My 10/22 shoots the tightest groups at 50 yds. with Remington Subsonic, but I'm interested to find out everyone else's opinion.


----------



## diggity (Jan 26, 2007)

Keep in mind that not all guns like the same amunition. For example have seen the Lupau rounds fire great out of Remi's but not out of Rugers. I have seen bulk ammo like Remi golds shoot consistantly up to seventy five yards.

When I shoot my 10/22 stock model with no adjustments, I like the Remington yellow jackets. I was finding that I can shoot and score a 66% hit ratio on bottle caps at 100 yards.

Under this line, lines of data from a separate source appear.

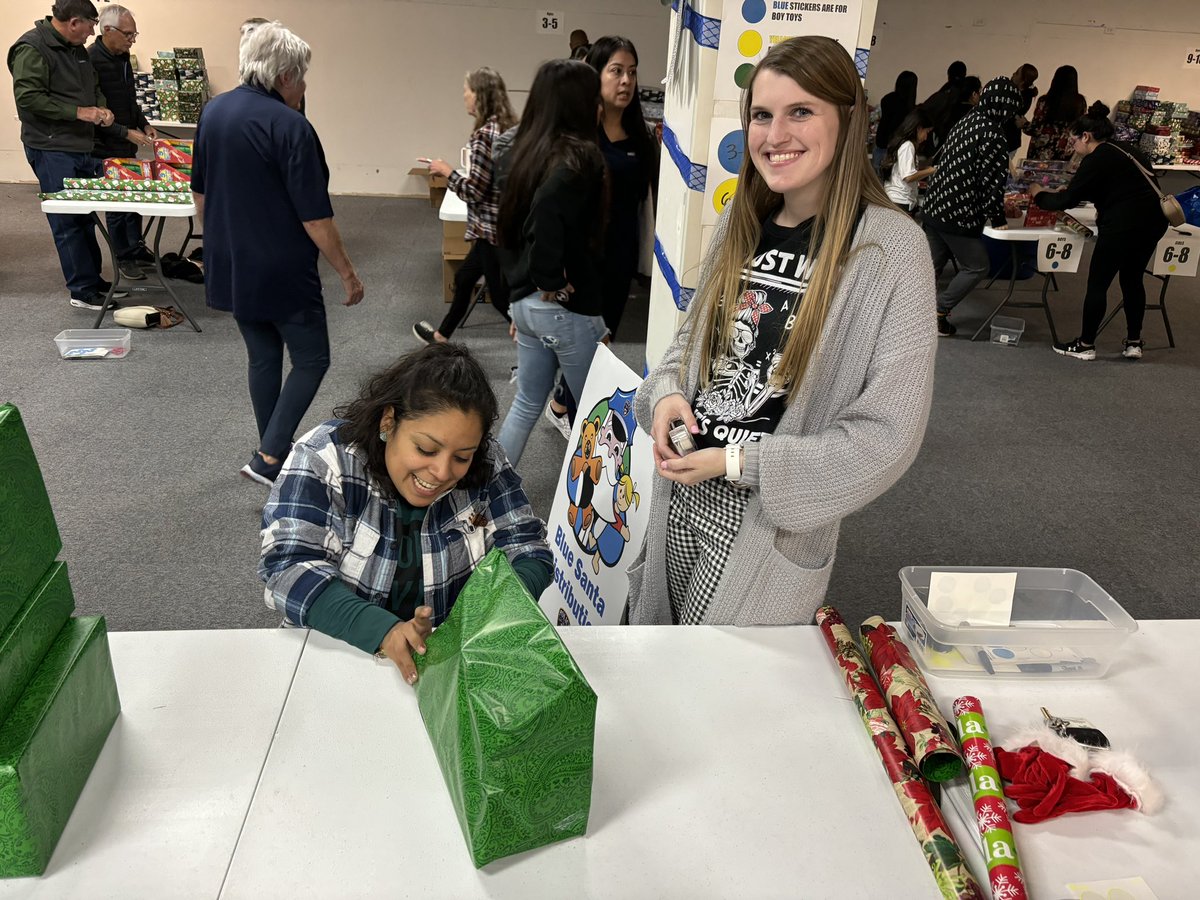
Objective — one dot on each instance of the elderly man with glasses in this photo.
(59, 103)
(109, 55)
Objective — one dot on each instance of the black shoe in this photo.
(131, 270)
(1075, 348)
(93, 301)
(424, 331)
(106, 286)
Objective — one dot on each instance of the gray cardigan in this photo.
(851, 432)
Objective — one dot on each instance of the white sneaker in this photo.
(562, 423)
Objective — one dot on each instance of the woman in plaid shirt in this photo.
(378, 519)
(487, 100)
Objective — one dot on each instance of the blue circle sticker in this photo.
(731, 150)
(754, 11)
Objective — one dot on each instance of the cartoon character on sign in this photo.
(605, 442)
(582, 478)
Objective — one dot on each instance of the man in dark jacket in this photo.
(111, 58)
(967, 192)
(59, 103)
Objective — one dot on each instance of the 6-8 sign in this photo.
(1059, 253)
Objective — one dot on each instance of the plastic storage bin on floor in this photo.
(93, 342)
(1007, 331)
(1063, 625)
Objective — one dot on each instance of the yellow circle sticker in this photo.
(750, 43)
(724, 193)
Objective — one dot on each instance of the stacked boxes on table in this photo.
(58, 696)
(180, 84)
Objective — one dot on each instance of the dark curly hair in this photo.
(433, 379)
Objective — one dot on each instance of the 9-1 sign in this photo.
(1176, 255)
(1060, 253)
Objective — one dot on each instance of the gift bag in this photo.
(510, 717)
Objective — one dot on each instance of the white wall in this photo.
(1114, 43)
(385, 83)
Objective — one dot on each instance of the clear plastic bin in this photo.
(94, 342)
(1006, 330)
(1063, 625)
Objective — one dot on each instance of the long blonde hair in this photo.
(823, 69)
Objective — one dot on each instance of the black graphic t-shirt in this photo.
(739, 405)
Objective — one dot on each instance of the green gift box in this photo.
(29, 537)
(510, 717)
(51, 742)
(30, 634)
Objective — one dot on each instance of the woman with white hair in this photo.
(262, 185)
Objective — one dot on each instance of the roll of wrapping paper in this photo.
(936, 843)
(991, 815)
(930, 738)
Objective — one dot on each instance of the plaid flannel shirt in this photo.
(478, 189)
(327, 519)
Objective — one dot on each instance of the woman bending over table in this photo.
(379, 516)
(803, 371)
(1128, 220)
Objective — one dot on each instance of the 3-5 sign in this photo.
(1059, 253)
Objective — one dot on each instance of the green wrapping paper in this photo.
(954, 880)
(510, 717)
(51, 742)
(31, 633)
(925, 731)
(29, 537)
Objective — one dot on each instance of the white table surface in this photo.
(453, 209)
(162, 810)
(76, 208)
(727, 763)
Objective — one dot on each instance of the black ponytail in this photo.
(1095, 121)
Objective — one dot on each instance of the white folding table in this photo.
(162, 211)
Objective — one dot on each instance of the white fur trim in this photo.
(1132, 777)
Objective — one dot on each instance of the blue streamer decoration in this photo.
(682, 295)
(693, 173)
(706, 31)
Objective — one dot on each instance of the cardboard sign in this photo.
(1176, 255)
(603, 501)
(1060, 253)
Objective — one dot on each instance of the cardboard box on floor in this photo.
(437, 184)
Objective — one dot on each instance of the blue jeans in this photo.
(279, 405)
(73, 235)
(549, 337)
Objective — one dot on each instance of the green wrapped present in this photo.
(29, 538)
(510, 717)
(51, 742)
(31, 633)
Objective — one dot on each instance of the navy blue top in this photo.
(263, 174)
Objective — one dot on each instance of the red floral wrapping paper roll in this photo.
(937, 844)
(929, 736)
(991, 815)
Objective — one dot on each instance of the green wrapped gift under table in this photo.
(510, 717)
(58, 695)
(29, 537)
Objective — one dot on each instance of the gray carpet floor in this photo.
(1030, 459)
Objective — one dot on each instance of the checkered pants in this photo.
(702, 522)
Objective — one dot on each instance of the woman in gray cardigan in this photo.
(804, 370)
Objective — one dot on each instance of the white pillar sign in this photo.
(1176, 255)
(1060, 253)
(603, 499)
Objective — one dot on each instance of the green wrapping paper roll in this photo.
(925, 731)
(942, 853)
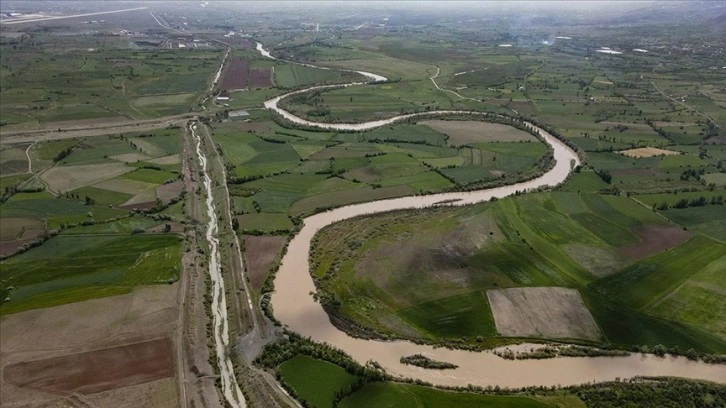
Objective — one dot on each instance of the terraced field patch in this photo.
(542, 312)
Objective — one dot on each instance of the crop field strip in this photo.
(637, 235)
(297, 174)
(93, 195)
(340, 266)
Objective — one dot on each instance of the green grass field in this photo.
(56, 272)
(406, 395)
(315, 381)
(429, 286)
(465, 315)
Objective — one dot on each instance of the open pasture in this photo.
(647, 152)
(411, 268)
(288, 75)
(315, 381)
(105, 82)
(73, 268)
(465, 132)
(414, 396)
(61, 179)
(235, 75)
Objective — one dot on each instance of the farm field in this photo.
(104, 258)
(555, 240)
(80, 240)
(406, 395)
(104, 84)
(315, 381)
(278, 173)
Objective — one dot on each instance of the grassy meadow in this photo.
(422, 274)
(276, 173)
(80, 227)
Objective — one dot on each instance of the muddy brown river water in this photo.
(295, 307)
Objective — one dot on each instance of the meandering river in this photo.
(295, 307)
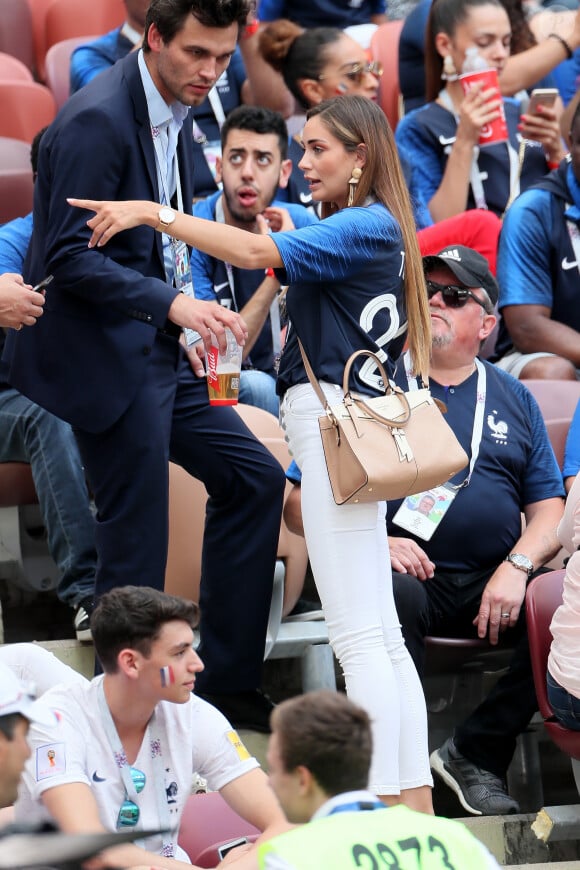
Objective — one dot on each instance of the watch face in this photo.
(521, 562)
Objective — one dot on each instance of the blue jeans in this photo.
(566, 707)
(259, 389)
(30, 434)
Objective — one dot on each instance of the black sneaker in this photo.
(480, 792)
(82, 621)
(249, 709)
(305, 611)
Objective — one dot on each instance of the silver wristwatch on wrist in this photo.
(166, 217)
(521, 562)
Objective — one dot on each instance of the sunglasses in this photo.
(129, 812)
(357, 71)
(454, 296)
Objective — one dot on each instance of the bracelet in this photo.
(251, 28)
(563, 43)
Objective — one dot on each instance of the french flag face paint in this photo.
(167, 678)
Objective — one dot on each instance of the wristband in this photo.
(252, 28)
(563, 42)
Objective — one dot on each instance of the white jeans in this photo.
(349, 555)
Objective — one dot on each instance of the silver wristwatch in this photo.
(166, 217)
(521, 562)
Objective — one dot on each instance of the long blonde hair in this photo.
(354, 120)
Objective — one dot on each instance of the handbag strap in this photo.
(312, 378)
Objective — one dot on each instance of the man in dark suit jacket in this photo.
(108, 359)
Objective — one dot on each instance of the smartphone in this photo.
(541, 97)
(43, 284)
(232, 844)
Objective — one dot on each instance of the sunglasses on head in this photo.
(454, 296)
(355, 72)
(129, 812)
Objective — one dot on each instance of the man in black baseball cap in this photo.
(468, 577)
(469, 267)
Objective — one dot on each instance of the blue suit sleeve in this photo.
(14, 241)
(572, 451)
(523, 267)
(99, 172)
(271, 10)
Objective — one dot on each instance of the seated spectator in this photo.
(539, 265)
(128, 742)
(324, 13)
(318, 760)
(477, 561)
(533, 62)
(563, 678)
(20, 305)
(30, 434)
(17, 710)
(254, 143)
(441, 139)
(571, 466)
(89, 60)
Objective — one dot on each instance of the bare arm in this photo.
(567, 115)
(238, 247)
(506, 589)
(532, 329)
(74, 809)
(20, 305)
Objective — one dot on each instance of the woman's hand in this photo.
(544, 127)
(114, 217)
(20, 305)
(478, 108)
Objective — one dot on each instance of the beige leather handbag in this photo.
(386, 447)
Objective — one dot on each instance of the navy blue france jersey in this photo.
(427, 134)
(346, 293)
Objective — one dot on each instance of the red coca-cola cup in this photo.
(496, 131)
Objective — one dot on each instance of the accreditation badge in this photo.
(421, 513)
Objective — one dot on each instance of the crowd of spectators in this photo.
(200, 107)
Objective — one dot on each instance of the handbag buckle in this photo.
(402, 443)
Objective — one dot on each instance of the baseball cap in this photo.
(468, 266)
(16, 697)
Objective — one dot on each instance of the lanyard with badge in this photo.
(134, 780)
(274, 307)
(422, 512)
(178, 270)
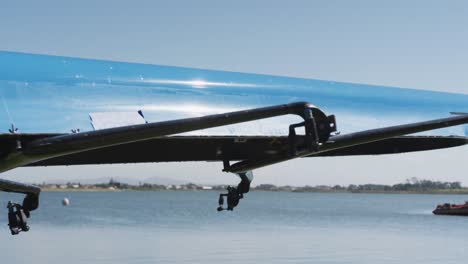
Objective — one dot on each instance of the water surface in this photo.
(268, 227)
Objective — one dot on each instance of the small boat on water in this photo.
(451, 209)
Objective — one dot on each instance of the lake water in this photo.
(267, 227)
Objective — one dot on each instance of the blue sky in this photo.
(417, 44)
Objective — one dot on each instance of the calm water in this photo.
(184, 227)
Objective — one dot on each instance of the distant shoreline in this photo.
(413, 186)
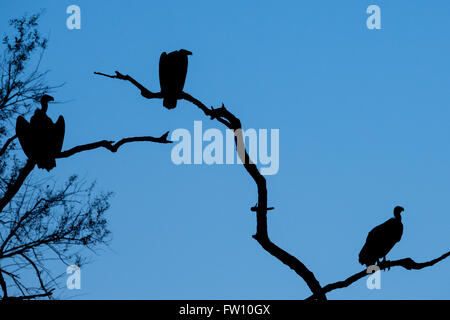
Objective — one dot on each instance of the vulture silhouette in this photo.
(172, 74)
(382, 239)
(41, 139)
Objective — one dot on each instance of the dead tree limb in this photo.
(110, 145)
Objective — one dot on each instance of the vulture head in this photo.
(397, 211)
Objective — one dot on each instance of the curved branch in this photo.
(232, 122)
(406, 263)
(110, 145)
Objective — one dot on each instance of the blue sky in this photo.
(363, 119)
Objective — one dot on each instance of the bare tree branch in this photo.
(232, 122)
(110, 145)
(406, 263)
(14, 188)
(6, 145)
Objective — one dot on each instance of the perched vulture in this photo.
(172, 74)
(382, 239)
(41, 139)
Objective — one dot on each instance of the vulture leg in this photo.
(23, 133)
(59, 129)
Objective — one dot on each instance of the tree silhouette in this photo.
(41, 222)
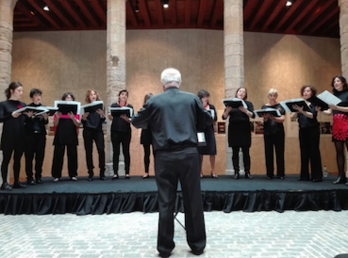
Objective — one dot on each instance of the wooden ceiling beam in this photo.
(159, 9)
(62, 15)
(25, 9)
(172, 7)
(45, 14)
(201, 12)
(187, 12)
(292, 9)
(274, 14)
(132, 17)
(309, 7)
(145, 13)
(315, 15)
(320, 23)
(76, 15)
(88, 12)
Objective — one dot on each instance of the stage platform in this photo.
(137, 194)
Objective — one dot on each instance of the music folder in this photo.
(92, 107)
(287, 105)
(234, 103)
(118, 111)
(272, 111)
(67, 106)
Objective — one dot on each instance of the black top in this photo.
(342, 95)
(13, 131)
(271, 126)
(173, 118)
(93, 122)
(237, 116)
(305, 122)
(118, 124)
(35, 124)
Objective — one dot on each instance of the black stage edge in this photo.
(137, 194)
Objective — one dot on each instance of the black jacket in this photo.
(173, 117)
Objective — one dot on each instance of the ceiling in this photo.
(303, 17)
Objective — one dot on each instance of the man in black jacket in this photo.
(173, 117)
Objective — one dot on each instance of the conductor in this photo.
(173, 117)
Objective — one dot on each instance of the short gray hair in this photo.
(171, 77)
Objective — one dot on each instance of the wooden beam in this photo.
(201, 12)
(45, 14)
(304, 13)
(315, 15)
(144, 13)
(172, 8)
(261, 12)
(320, 23)
(25, 9)
(88, 12)
(132, 17)
(159, 10)
(274, 14)
(292, 9)
(216, 12)
(100, 10)
(59, 12)
(76, 15)
(187, 12)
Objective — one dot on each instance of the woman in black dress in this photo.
(65, 136)
(13, 133)
(121, 133)
(239, 132)
(309, 136)
(93, 131)
(274, 136)
(210, 147)
(146, 141)
(340, 124)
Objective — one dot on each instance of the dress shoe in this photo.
(6, 187)
(340, 180)
(18, 185)
(31, 182)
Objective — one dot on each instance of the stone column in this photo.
(234, 61)
(6, 30)
(116, 66)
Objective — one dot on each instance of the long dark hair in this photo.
(343, 80)
(12, 86)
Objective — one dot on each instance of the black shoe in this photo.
(31, 182)
(340, 180)
(18, 185)
(6, 187)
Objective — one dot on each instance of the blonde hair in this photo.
(272, 91)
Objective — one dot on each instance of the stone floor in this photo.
(238, 234)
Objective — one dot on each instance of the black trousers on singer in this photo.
(98, 137)
(275, 141)
(309, 145)
(118, 138)
(35, 145)
(184, 166)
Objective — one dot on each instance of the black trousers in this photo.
(171, 167)
(58, 159)
(275, 141)
(118, 138)
(246, 158)
(35, 145)
(17, 151)
(98, 137)
(147, 153)
(309, 145)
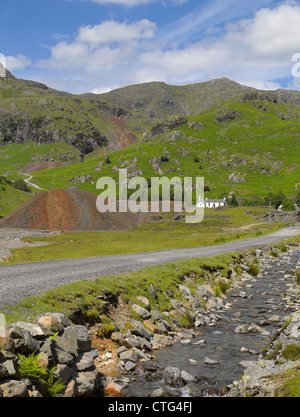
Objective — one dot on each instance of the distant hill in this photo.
(249, 145)
(157, 100)
(68, 210)
(240, 139)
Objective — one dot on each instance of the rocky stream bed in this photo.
(237, 345)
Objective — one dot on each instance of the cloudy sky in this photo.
(97, 45)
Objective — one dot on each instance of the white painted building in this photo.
(212, 203)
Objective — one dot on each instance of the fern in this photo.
(30, 368)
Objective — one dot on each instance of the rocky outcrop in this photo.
(20, 129)
(163, 127)
(226, 115)
(263, 378)
(57, 344)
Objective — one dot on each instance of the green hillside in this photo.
(250, 147)
(10, 198)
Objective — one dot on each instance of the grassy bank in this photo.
(86, 296)
(219, 226)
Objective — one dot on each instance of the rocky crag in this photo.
(94, 359)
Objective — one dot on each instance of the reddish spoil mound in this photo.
(68, 210)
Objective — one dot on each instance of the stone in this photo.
(141, 311)
(43, 360)
(83, 363)
(130, 366)
(240, 329)
(184, 290)
(159, 392)
(64, 372)
(156, 315)
(53, 322)
(116, 337)
(131, 342)
(7, 370)
(209, 361)
(84, 339)
(23, 341)
(129, 355)
(162, 339)
(70, 389)
(83, 385)
(187, 378)
(275, 319)
(114, 389)
(152, 327)
(12, 388)
(176, 304)
(172, 376)
(144, 300)
(34, 330)
(153, 291)
(141, 332)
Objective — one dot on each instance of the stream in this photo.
(264, 302)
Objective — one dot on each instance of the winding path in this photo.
(24, 280)
(27, 180)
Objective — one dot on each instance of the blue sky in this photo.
(98, 45)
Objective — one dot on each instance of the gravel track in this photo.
(24, 280)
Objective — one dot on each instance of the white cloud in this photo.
(112, 31)
(131, 3)
(15, 63)
(254, 51)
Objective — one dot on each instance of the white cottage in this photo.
(212, 203)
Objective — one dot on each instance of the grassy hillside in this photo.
(250, 147)
(32, 111)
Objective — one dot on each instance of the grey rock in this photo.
(187, 378)
(141, 311)
(12, 388)
(34, 330)
(23, 341)
(64, 372)
(84, 339)
(7, 370)
(209, 361)
(129, 355)
(184, 290)
(172, 376)
(83, 385)
(130, 366)
(153, 292)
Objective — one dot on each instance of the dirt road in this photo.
(20, 281)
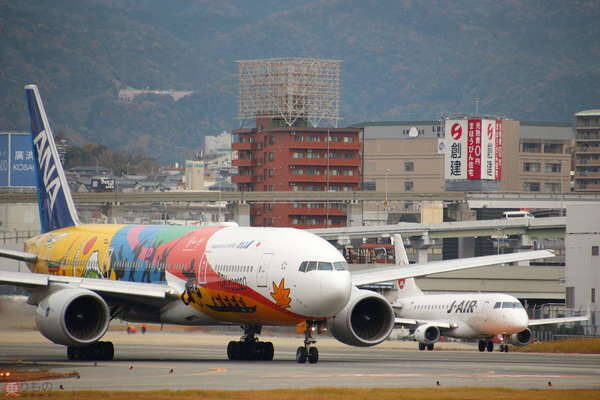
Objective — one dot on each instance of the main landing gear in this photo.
(489, 346)
(486, 345)
(249, 347)
(308, 352)
(423, 346)
(99, 351)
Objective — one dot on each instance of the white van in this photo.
(517, 214)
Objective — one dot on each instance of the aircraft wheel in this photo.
(482, 345)
(73, 353)
(301, 355)
(234, 350)
(313, 355)
(267, 351)
(107, 351)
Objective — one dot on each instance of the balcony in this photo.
(243, 146)
(316, 226)
(333, 162)
(243, 179)
(332, 146)
(324, 179)
(329, 211)
(243, 163)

Remember, some guns like certain rounds others don't, its simply a question of what the barrel likes.

I would like to add that is one of the things I love about my Mach II guns. Shooting this round is like having a laser with no rainbow trojectery up to one hundred yards. Setting up a bird feeder to bring in the greys at 100 yards aways has become something that I enjoy doing now come every September. At five bucks for fifty rounds its cost half as much as Mach rounds for the .22 and delievers enough pop to score a kill.

I would strongly recomend to anyone out there, lots of people talk but few of them know, this round is just killer in the field not in wallet.


----------



## blowgunner62 (Nov 23, 2008)

That is why the question was "Which ammo shoots best in YOUR .22"
Just wanting to see what poeple prefer for their particular gun.


----------



## deerblazer93 (Dec 20, 2007)

cci mini mags , or cci stingers out of a marlin bolt action 22.lr model 25n :sniper:


----------



## Cleankill47 (Jan 19, 2006)

Out of the rounds listed, the Stingers, but the best rounds in any of my rifles and handguns is the Remington Yellow Jacket .22. They are a little more on the expensive side, but they fly straight and hit hard, and that's just what I like. If I can't get those, the Velocitors are my second choice.


----------



## blowgunner62 (Nov 23, 2008)

Where do you get the yellow jackets?


----------



## sgtdeath66 (Mar 13, 2009)

its a tie between the mini mag hollows and the stingers. i like the stingers for longer range shots and the mini's for more personal kills, kinda like when they taunt me :lol:


----------



## Cleankill47 (Jan 19, 2006)

I get my yellow jackets at bass pro, but they don't always have them, so I look for them everywhere.


----------



## diggity (Jan 26, 2007)

blowgunner62 said:


> That is why the question was "Which ammo shoots best in YOUR .22"
> Just wanting to see what poeple prefer for their particular gun.


Ok, I shoot out of my Sako, (CCI 17 grain .17MII) M2, (CCI mini Mags 40 grain .22 mag)
(Harnandy 20 grain Mags .17HMR) and (Lupa Midas 40 grain .22 Lr)

Sometimes if I am just in the mood to rip off two thousand rounds I will use something like Remington Goldies or Yellow jackets, but I really enjoy using the CCI .17 m2 round in my sako out of all of these options.

Sorry I didn't clearify where I was going when I was speaking of the .17 MII I should have said my Sako in the mix. I am sorry for not being clear on that.

have a great day.


----------